Por suerte, me conformo con poco y a ellos no los volveré a ver. Así que me quedo con mis libros y con la satisfacción de que el dinero que recibo, ha sido por mi trabajo de hormiguita laboriosa.
(Mi madre Martina en la oficina en la que trabajó cuarenta años como secretaria, tras un ERE se fueron todos los empleados antiguos a la calle).
III.- Y mañana… tal vez mañana.
La mutabilidad de la historia abriéndose camino a través de sus propias repeticiones. Conozco la historia de mi abuela y mi madre porque tengo la sensación de haberlas vivido.
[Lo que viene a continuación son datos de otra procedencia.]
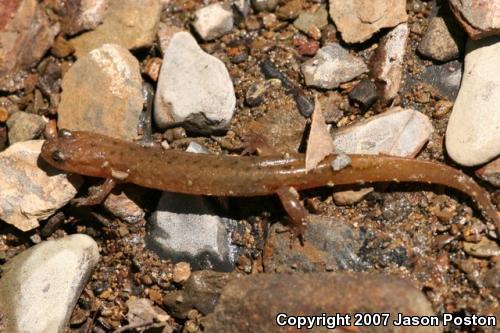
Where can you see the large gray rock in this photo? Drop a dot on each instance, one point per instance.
(252, 303)
(440, 42)
(332, 66)
(40, 286)
(480, 18)
(129, 23)
(396, 132)
(102, 92)
(473, 132)
(28, 193)
(213, 21)
(359, 20)
(194, 87)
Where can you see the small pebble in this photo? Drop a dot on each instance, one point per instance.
(484, 249)
(364, 94)
(182, 272)
(213, 21)
(332, 66)
(341, 161)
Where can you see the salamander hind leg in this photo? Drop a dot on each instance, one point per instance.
(296, 211)
(97, 194)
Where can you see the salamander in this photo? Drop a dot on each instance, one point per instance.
(96, 155)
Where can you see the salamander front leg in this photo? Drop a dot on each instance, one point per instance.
(296, 211)
(97, 194)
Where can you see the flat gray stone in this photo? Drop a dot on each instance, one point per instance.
(129, 23)
(386, 65)
(102, 93)
(186, 228)
(473, 132)
(29, 193)
(194, 87)
(396, 132)
(40, 286)
(213, 21)
(332, 66)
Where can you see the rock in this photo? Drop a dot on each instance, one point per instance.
(124, 207)
(329, 245)
(28, 193)
(491, 278)
(319, 142)
(332, 66)
(439, 42)
(255, 93)
(80, 15)
(24, 126)
(213, 21)
(195, 147)
(142, 311)
(484, 249)
(185, 228)
(491, 172)
(479, 18)
(386, 65)
(264, 5)
(359, 20)
(312, 21)
(305, 46)
(102, 93)
(242, 6)
(40, 286)
(290, 10)
(364, 94)
(25, 36)
(61, 47)
(201, 292)
(187, 69)
(396, 132)
(260, 298)
(182, 271)
(332, 105)
(136, 21)
(473, 133)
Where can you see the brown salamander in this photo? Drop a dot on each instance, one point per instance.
(116, 160)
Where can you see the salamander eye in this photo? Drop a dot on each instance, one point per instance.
(58, 156)
(64, 133)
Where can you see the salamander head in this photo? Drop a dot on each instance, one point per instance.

Sé que aunque no tengamos recursos, tengo que estudiar si quiero prosperar. Quiero tener acceso a un trabajo que me ayude a sobrellevar el entretejido de la vida y este pie de mi madre que parece estar atado por el hilo blanco de mi abuela.
Haré todo lo necesario para llegar a ese trabajo, aunque aun así, no lo conseguiré. Cuando me licencie llegará la crisis y el pie atado, seguirá estando.
Así es como me enfadaré y gritaré, ¡ya basta! Solo conozco vidas de mujeres trabajadoras que soportan a sus espaldas acciones y decisiones ajenas que tienen más poder sobre su trabajo que ellas mismas.
Así es como volveré a hacer todo lo necesario de nuevo: cambiaré todo lo que tenga que cambiar, estudiaré distintas materias, hablaré con quien tenga que hablar, pediré ayuda a quien tenga que pedirla y me adaptaré al hilo lo necesario como para poder soltar definitivamente el pie atado. No sé si podré, pero lo voy a intentar. A esto, le llamamos emprendimiento. Emprendo los lunes, los martes, los miércoles, los jueves, los viernes y también los sábados y los domingos. Hoy he cerrado una venta con un cliente, y mañana… tal vez mañana, cierre otra.
(El logotipo de mi escuela online de crecimiento personal y espiritualidad).